This past year's unusual climate severely hurt Italian farm production and should the change in the weather become permanent Italy's farming sector could lose its competitiveness, the Coldiretti farmers' union warned on Friday.
According to Coldiretti, olive oil production this year tumbled 17% from last year, wine was down 12% and the harvest of fruits was down 5.4% while vegetable production as a whole sank by an average of 4.4%.
This came at the end of a year, Coldiretti observed, which saw the warmest winter and spring in 200 years while the summer was one of the ten hottest in the past two centuries.
The warmer climate, the union observed, has resulted in a shift of cultivation areas for certain crops with durum wheat, tomatoes and olives now growing at the foot of the Alps.
Climate change has also brought about extreme weather conditions, including short but heavy rainfall, and created an environment for the development of damaging fungus and led to the multiplication of insect which devastate farmland, like locusts.

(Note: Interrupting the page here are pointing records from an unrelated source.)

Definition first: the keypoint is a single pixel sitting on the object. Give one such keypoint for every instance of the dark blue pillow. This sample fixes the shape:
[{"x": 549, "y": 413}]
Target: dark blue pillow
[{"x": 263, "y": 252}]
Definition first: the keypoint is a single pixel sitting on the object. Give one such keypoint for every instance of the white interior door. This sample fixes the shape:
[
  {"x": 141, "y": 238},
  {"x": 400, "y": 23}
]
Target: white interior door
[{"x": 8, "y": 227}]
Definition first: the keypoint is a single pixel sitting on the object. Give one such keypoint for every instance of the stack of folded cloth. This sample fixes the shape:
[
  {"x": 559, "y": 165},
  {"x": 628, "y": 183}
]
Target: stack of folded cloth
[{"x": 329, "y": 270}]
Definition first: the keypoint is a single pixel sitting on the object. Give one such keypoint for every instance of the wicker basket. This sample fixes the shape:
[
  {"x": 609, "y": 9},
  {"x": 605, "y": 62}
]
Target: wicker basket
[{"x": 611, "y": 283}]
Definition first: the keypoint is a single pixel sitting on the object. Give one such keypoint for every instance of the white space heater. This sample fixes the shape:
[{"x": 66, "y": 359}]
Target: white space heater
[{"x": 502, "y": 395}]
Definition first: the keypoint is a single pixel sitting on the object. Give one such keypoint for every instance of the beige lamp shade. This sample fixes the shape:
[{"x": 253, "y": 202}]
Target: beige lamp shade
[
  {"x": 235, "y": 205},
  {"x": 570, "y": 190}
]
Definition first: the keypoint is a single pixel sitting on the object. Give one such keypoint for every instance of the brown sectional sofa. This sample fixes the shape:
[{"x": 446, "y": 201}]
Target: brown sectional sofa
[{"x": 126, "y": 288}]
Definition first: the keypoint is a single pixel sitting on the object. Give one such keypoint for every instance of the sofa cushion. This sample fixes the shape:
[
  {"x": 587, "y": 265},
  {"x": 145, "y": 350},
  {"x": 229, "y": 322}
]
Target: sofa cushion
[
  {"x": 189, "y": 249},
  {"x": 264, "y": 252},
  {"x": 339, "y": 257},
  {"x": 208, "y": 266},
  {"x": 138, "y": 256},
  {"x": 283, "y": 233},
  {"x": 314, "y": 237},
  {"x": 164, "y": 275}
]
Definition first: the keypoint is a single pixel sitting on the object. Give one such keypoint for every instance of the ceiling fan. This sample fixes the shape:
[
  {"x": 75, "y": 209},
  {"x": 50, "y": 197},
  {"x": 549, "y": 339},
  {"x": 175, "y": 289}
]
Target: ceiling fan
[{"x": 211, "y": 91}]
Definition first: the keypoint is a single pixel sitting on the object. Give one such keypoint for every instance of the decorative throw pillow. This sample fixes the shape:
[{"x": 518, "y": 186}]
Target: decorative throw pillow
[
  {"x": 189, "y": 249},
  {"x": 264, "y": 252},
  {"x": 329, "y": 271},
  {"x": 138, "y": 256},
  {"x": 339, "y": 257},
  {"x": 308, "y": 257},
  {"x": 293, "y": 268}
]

Shifting growing areas are not the only effects of global warming, Coldiretti added, ''conditions for curing meats, aging cheese and wine have also changed''.
Climate change and diminishing water resources, Coldiretti said, ''are the greatest challenge facing farmers today. They will demand maintenance of water infrastructures, the management of water resources and the recovery and recycling of used water''.
Farmers must also learn to save water, adopt new irrigation methods and grow crops which need less water, the union added.